There were only eight teams in action last week, but that was enough to see offensive coordinators impress and other assistants tank.
Here are the coaches that enjoyed Week 6 and the others that would rather forget it ever happened:
1. Lane Kiffin, Alabama offensive coordinator
If Kiffin has shaken his bad rep, look for several programs to be after him this offseason. The Tide got over the Arkansas hurdle Saturday with 517 yards of offense in a 49-30 win. Jalen Hurts was efficient and effective, completing 13 of 17 passes for 253 yards and a score, and Damien Harris had 122 yards on just 13 carries. Alabama’s offense dictated this game for the opening kickoff.
2. Noel Mazzone, Texas A&M offensive coordinator
Mazzone again orchestrated a great offensive effort for the Aggies in a 45-30 double-overtime win over No. 9 Tennessee. Quarterback Trevor Knight had another fantastic afternoon with 349 total yards and five touchdowns, and freshman running back Trayveon Williams broke out for 217 yards and a score on 28 carries. Mazzone located the Tennessee weakness with two linebackers out with injury and exploited it to the fullest.
3. Rhett Lashlee, Auburn offensive coordinator
Lashlee is making Hugh Freeze look like a wise man after taking over play-calling duties three weeks ago. Auburn’s offense hummed in a 38-14 win over Mississippi State with 432 yards of offense, winning time of possession by nearly seven minutes. By playing to the strength of the run game with Kamryn Pettway (39 carries, 169 yards, three touchdowns) Lashlee is helping QB Sean White succeed in the pass game (14 of 18, 204 yards, one touchdown, one interception).
4. John Schlarman, Kentucky offensive line coach
Beating Vanderbilt doesn’t impress me much, Mark Stoops, but your offensive line sure did it’s job. The Wildcats ran the ball 52 times for 258 yards and didn’t allow Vanderbilt a single sack in a 20-13 win. Now stopping the Commodores isn’t much to hang one’s hat on, but the solid outing bumped Kentucky up to 55th in the nation in rushing yards per game.
1. Derek Mason, Vanderbilt head coach
Mason might have spent some time this week at the campus writing workshop polishing his resume. Mason is 9-21 with Vandy and 2-17 in conference games. He might be better suited as an assistant, or maybe, a head coach at a program with a less brutal path to prominence than in the SEC.
2. Kurt Anderson, Arkansas offensive line coach
While the Alabama offense was lighting up the scoreboard, the Tide defensive line was blowing past the Razorbacks offensive front.
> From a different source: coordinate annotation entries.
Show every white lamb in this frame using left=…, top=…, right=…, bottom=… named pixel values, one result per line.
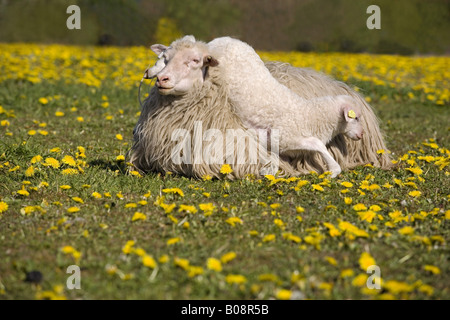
left=208, top=37, right=363, bottom=177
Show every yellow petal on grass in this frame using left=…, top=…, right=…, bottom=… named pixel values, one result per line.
left=142, top=254, right=160, bottom=269
left=131, top=212, right=147, bottom=221
left=358, top=252, right=376, bottom=271
left=408, top=190, right=422, bottom=198
left=206, top=258, right=222, bottom=272
left=220, top=164, right=233, bottom=174
left=220, top=251, right=236, bottom=264
left=398, top=226, right=414, bottom=236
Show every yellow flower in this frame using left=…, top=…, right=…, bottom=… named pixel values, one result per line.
left=131, top=212, right=147, bottom=221
left=39, top=97, right=48, bottom=105
left=340, top=269, right=355, bottom=278
left=352, top=273, right=369, bottom=287
left=262, top=234, right=275, bottom=242
left=178, top=204, right=198, bottom=213
left=30, top=155, right=42, bottom=164
left=408, top=190, right=422, bottom=198
left=325, top=256, right=337, bottom=266
left=358, top=210, right=377, bottom=223
left=341, top=181, right=353, bottom=188
left=312, top=184, right=324, bottom=191
left=17, top=189, right=30, bottom=197
left=92, top=192, right=102, bottom=199
left=142, top=254, right=156, bottom=269
left=61, top=156, right=77, bottom=167
left=398, top=226, right=414, bottom=236
left=353, top=203, right=367, bottom=211
left=225, top=217, right=243, bottom=227
left=173, top=257, right=189, bottom=270
left=67, top=207, right=80, bottom=213
left=220, top=251, right=236, bottom=264
left=423, top=264, right=441, bottom=274
left=358, top=252, right=376, bottom=271
left=198, top=203, right=216, bottom=212
left=158, top=254, right=169, bottom=264
left=122, top=240, right=135, bottom=254
left=162, top=188, right=184, bottom=197
left=0, top=201, right=8, bottom=213
left=44, top=157, right=60, bottom=169
left=225, top=274, right=247, bottom=284
left=167, top=237, right=181, bottom=246
left=220, top=164, right=233, bottom=175
left=25, top=166, right=35, bottom=177
left=206, top=258, right=222, bottom=272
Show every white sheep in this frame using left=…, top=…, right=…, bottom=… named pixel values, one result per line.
left=128, top=36, right=392, bottom=178
left=208, top=37, right=363, bottom=177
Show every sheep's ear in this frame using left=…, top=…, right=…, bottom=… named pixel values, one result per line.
left=203, top=55, right=219, bottom=67
left=150, top=44, right=168, bottom=56
left=342, top=104, right=356, bottom=122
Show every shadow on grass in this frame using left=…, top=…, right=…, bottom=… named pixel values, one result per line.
left=88, top=159, right=128, bottom=175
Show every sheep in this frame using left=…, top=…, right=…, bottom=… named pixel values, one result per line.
left=127, top=37, right=298, bottom=179
left=208, top=37, right=363, bottom=177
left=128, top=37, right=392, bottom=179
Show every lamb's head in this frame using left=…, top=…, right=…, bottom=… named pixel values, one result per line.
left=340, top=98, right=364, bottom=140
left=151, top=36, right=219, bottom=95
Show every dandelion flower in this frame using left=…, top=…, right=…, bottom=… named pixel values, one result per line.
left=225, top=274, right=247, bottom=284
left=131, top=212, right=147, bottom=221
left=358, top=252, right=376, bottom=271
left=0, top=201, right=8, bottom=213
left=220, top=251, right=236, bottom=263
left=206, top=258, right=222, bottom=272
left=220, top=164, right=233, bottom=174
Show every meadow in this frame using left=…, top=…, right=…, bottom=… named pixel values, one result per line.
left=0, top=44, right=450, bottom=299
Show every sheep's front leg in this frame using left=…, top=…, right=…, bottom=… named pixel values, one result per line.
left=292, top=137, right=342, bottom=178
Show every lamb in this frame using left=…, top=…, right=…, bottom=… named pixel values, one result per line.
left=208, top=37, right=363, bottom=177
left=128, top=37, right=392, bottom=179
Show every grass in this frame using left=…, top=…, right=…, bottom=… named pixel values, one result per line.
left=0, top=63, right=450, bottom=299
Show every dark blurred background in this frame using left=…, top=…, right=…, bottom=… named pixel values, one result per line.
left=0, top=0, right=450, bottom=55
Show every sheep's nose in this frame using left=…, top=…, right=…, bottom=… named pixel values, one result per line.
left=157, top=75, right=170, bottom=83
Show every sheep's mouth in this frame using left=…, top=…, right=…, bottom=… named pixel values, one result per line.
left=156, top=85, right=174, bottom=94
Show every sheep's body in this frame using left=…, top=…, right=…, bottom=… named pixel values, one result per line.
left=128, top=36, right=392, bottom=178
left=208, top=37, right=362, bottom=177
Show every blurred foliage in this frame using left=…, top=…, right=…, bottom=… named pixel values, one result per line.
left=0, top=0, right=450, bottom=54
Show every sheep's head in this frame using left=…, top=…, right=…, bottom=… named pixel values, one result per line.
left=150, top=36, right=219, bottom=95
left=341, top=103, right=364, bottom=140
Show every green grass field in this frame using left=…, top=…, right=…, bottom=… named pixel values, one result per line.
left=0, top=57, right=450, bottom=299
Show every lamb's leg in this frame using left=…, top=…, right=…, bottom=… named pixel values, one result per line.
left=284, top=137, right=342, bottom=178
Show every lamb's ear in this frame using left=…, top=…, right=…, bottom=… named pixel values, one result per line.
left=182, top=35, right=195, bottom=43
left=341, top=104, right=356, bottom=122
left=203, top=55, right=219, bottom=67
left=150, top=44, right=168, bottom=56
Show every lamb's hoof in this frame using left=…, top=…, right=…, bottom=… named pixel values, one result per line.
left=331, top=168, right=342, bottom=178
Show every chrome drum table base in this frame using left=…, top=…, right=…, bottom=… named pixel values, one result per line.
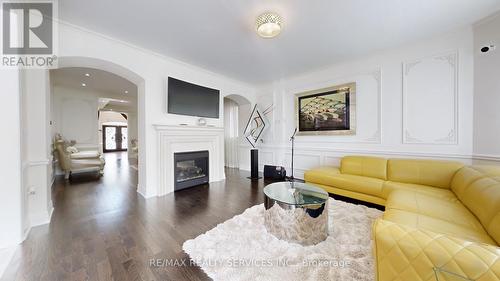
left=264, top=182, right=328, bottom=246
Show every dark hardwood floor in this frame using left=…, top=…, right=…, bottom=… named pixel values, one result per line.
left=2, top=153, right=272, bottom=281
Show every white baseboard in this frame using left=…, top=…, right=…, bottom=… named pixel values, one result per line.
left=0, top=246, right=18, bottom=280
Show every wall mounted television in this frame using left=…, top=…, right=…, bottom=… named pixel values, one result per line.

Anderson’s group allowed seven sacks and finished with only 73 rushing yards on 36 attempts. The abysmal performance dropped Arkansas to 64th in the nation in rushing yards per game at 176.3. Prior to the 49-30 loss, the Razorbacks averaged 197 rushing yards per game, which would put them 47th in the country.
3. Greg Knox, Mississippi State running backs coach
In a 38-14 loss to Auburn, Bulldogs QB Nick Fitzgerald led the team in carries (17) and rushing yards (61) by a large margin. And no, this is not an option attack where the QB throws five passes per game. The four running backs that saw action carried the ball a combined 12 times for 53 yards. Knox needs to develop somebody to take some burden off Fitzgerald and the rest of the offense.
4. Steve Stripling, Tennessee defensive line coach
The Volunteers were without linebackers Jalen Reeves-Maybin and Darrin Kirkland Jr. in their loss to Texas A&M, so it’s hard to place any blame on the linebackers for the field day the Aggies had on the ground. The defensive line, however, failed in keeping ball carriers from reaching that second level. Stripling has a standout in defensive end Derek Barnett, but he needs to get the rest of the front line up to snuff.
SEC Coach of the Year favorite: Nick Saban, Alabama
Texas A&M’s Kevin Sumlin had a nice win over Tennessee, but unless he beats Alabama in a couple of weeks, Saban’s name will be etched into this award for a fourth time. He has another opportunity to build his case this Saturday against No. 9 Tennessee.